I smiled, but then she looked away.

"What?"

She was silent for several seconds. "I … I haven't been a widow that long — only two years — but Ryan … Ryan had Alzheimer's. He couldn't…" She paused. "It's been a long time."

"It's like riding a bicycle, I suspect."

"You think?"

I closed my eyes and listened to Karen's voice, which, I had to admit, did sound warm and alive and human. "That's okay," she said, snuggling her body against mine. "We've got all the time in the world."

I smiled. "Sure."

And Karen smiled her perfectly symmetrical smile back at me. She had a luxurious two-room suite. We repaired — funny word, that — to the bedroom, and…

And I found nothing sexy about it, dammitall. I
wanted
it to be sexy, but it was just plastic and Teflon rubbing together, silicon chips and synthetic lubricants.

On the other hand, Karen seemed to be enjoying it. I knew the old joke about having a cherry sundae every day for years, and then suddenly not being able to have one anymore; you'd
really
want another cherry sundae. Well, after several years, I guess any cherry sundae tasted good…

Eventually, Karen came — if the term had any etymological validity in this context.

She closed her plastiskin lids over her glass eyes and made a series of increasingly sharp, and increasingly guttural, sounds as her whole mechanical body went even more rigid than it normally was.

I felt kind of sort of a bit close to coming myself while Karen was; I'd always felt more aroused, more sexy and sexual, when someone was orgasming thanks to me.

But it didn't crest, didn't peak, didn't last. I pulled out, my prosthetic member still rigid.

"Hi, stranger," said Karen, gently, looking into my eyes.

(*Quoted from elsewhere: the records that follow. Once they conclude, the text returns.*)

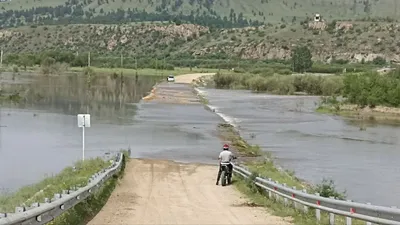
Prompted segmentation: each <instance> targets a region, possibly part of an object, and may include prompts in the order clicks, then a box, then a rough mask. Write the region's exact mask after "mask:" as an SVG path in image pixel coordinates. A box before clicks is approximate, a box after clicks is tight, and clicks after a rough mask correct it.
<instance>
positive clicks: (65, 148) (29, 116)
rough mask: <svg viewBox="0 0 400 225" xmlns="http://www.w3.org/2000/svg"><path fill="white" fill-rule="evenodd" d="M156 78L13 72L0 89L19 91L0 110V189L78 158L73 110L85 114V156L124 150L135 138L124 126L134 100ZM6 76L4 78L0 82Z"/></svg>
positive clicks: (30, 182) (13, 186) (88, 155)
mask: <svg viewBox="0 0 400 225" xmlns="http://www.w3.org/2000/svg"><path fill="white" fill-rule="evenodd" d="M159 79H160V78H158V77H139V78H138V79H135V78H134V77H133V78H132V77H124V78H121V77H114V76H106V77H96V78H94V79H91V80H90V82H89V81H88V80H87V79H86V78H85V77H83V76H76V75H72V76H60V77H43V76H34V77H30V76H22V75H21V76H17V79H16V80H15V81H12V80H11V81H10V80H6V79H5V78H4V73H3V80H2V81H3V82H2V89H4V90H13V91H16V92H17V91H18V92H20V93H23V95H25V96H26V98H25V99H22V100H21V101H20V104H18V105H10V104H6V105H3V106H2V108H1V114H0V116H1V117H0V125H1V127H0V177H1V179H0V191H2V192H9V191H14V190H15V189H16V188H19V187H21V186H23V185H27V184H31V183H34V182H37V181H39V180H41V179H42V178H43V177H45V176H49V175H52V174H55V173H58V172H59V171H60V170H61V169H63V168H64V167H66V166H70V165H71V164H72V163H73V162H75V161H77V160H80V159H81V157H82V131H81V129H80V128H78V127H77V116H76V115H77V114H78V113H90V114H91V116H92V121H91V125H92V126H91V127H90V128H87V129H86V130H85V133H86V135H85V136H86V137H85V139H86V140H85V141H86V145H85V150H86V152H85V155H86V157H94V156H104V155H105V154H106V153H107V152H110V151H115V150H119V149H121V148H124V149H127V148H128V147H129V146H132V145H134V144H135V143H134V142H132V141H131V140H130V136H132V135H133V134H132V133H130V131H129V126H130V125H132V124H133V123H134V116H135V113H136V108H137V106H136V105H135V104H134V103H135V102H138V101H139V100H140V99H141V98H142V96H144V95H146V92H148V91H149V90H150V89H151V87H152V86H153V85H154V84H155V82H156V81H157V80H159ZM4 80H6V82H4Z"/></svg>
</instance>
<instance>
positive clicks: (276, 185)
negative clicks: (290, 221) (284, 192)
mask: <svg viewBox="0 0 400 225" xmlns="http://www.w3.org/2000/svg"><path fill="white" fill-rule="evenodd" d="M274 182H275V184H276V186H278V185H279V182H278V181H274ZM275 190H276V189H275ZM275 200H276V202H279V195H278V194H275Z"/></svg>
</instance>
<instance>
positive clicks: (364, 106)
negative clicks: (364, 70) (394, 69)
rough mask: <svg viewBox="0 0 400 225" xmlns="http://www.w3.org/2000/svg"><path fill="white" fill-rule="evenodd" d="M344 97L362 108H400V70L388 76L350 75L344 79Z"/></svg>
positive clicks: (365, 74)
mask: <svg viewBox="0 0 400 225" xmlns="http://www.w3.org/2000/svg"><path fill="white" fill-rule="evenodd" d="M343 83H344V86H343V96H344V97H346V99H347V102H348V103H351V104H357V105H359V106H361V107H365V106H369V107H372V108H373V107H375V106H378V105H381V106H389V107H399V106H400V69H396V70H393V71H391V72H389V73H388V74H379V73H377V72H367V73H363V74H349V75H347V76H345V77H344V79H343Z"/></svg>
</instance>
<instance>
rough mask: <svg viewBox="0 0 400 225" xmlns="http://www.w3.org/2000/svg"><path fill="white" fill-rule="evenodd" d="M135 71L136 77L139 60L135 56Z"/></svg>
mask: <svg viewBox="0 0 400 225" xmlns="http://www.w3.org/2000/svg"><path fill="white" fill-rule="evenodd" d="M135 70H136V76H137V58H136V56H135Z"/></svg>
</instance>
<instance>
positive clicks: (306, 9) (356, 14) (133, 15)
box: [0, 0, 400, 27]
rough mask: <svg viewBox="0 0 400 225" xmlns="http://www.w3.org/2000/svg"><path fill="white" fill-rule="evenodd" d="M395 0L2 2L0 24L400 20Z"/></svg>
mask: <svg viewBox="0 0 400 225" xmlns="http://www.w3.org/2000/svg"><path fill="white" fill-rule="evenodd" d="M399 6H400V2H399V1H398V0H283V1H276V0H246V1H243V0H12V1H11V0H4V2H0V27H2V26H3V27H10V26H20V25H24V24H26V23H27V24H31V23H36V24H43V23H45V24H54V23H58V24H60V23H61V24H66V23H118V22H126V21H128V22H134V21H135V22H142V21H157V20H158V21H168V20H173V19H176V18H178V19H179V20H183V21H186V22H190V23H197V24H202V25H210V24H213V25H218V26H220V27H221V26H223V27H232V26H234V27H243V26H247V25H248V24H250V25H256V24H258V23H277V22H291V21H293V20H297V21H299V20H304V19H305V18H306V17H313V16H314V14H316V13H319V14H321V16H322V17H323V18H326V19H328V20H333V19H365V18H377V17H380V18H391V19H394V20H396V19H400V12H399V11H400V10H399V9H398V7H399Z"/></svg>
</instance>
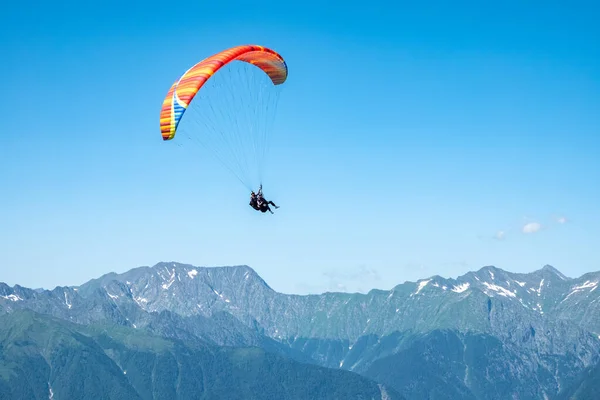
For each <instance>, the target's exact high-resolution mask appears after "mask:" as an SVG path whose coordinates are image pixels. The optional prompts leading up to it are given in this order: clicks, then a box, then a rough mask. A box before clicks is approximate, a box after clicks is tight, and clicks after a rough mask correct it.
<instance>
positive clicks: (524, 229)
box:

"Hi," I replied. And I smiled, doubting it was easy to tell a forced smile from a real one with these artificial faces.

"That was…" she said, trailing off, seeking a word. "That was
fine
."

"Really?"

She nodded. "I never used to come during intercourse. It took … um, you know."

She made a contented sound. "There must be some women working on Immortex's body-design team."

I was happy for her. But I also knew that the old saying was true. Sex didn't happen between the legs; it happened between the ears.

"What about you?" asked Karen. "How are you doing?"

"It's just…" I trailed off. "It's, ah, it's going to take some getting used to."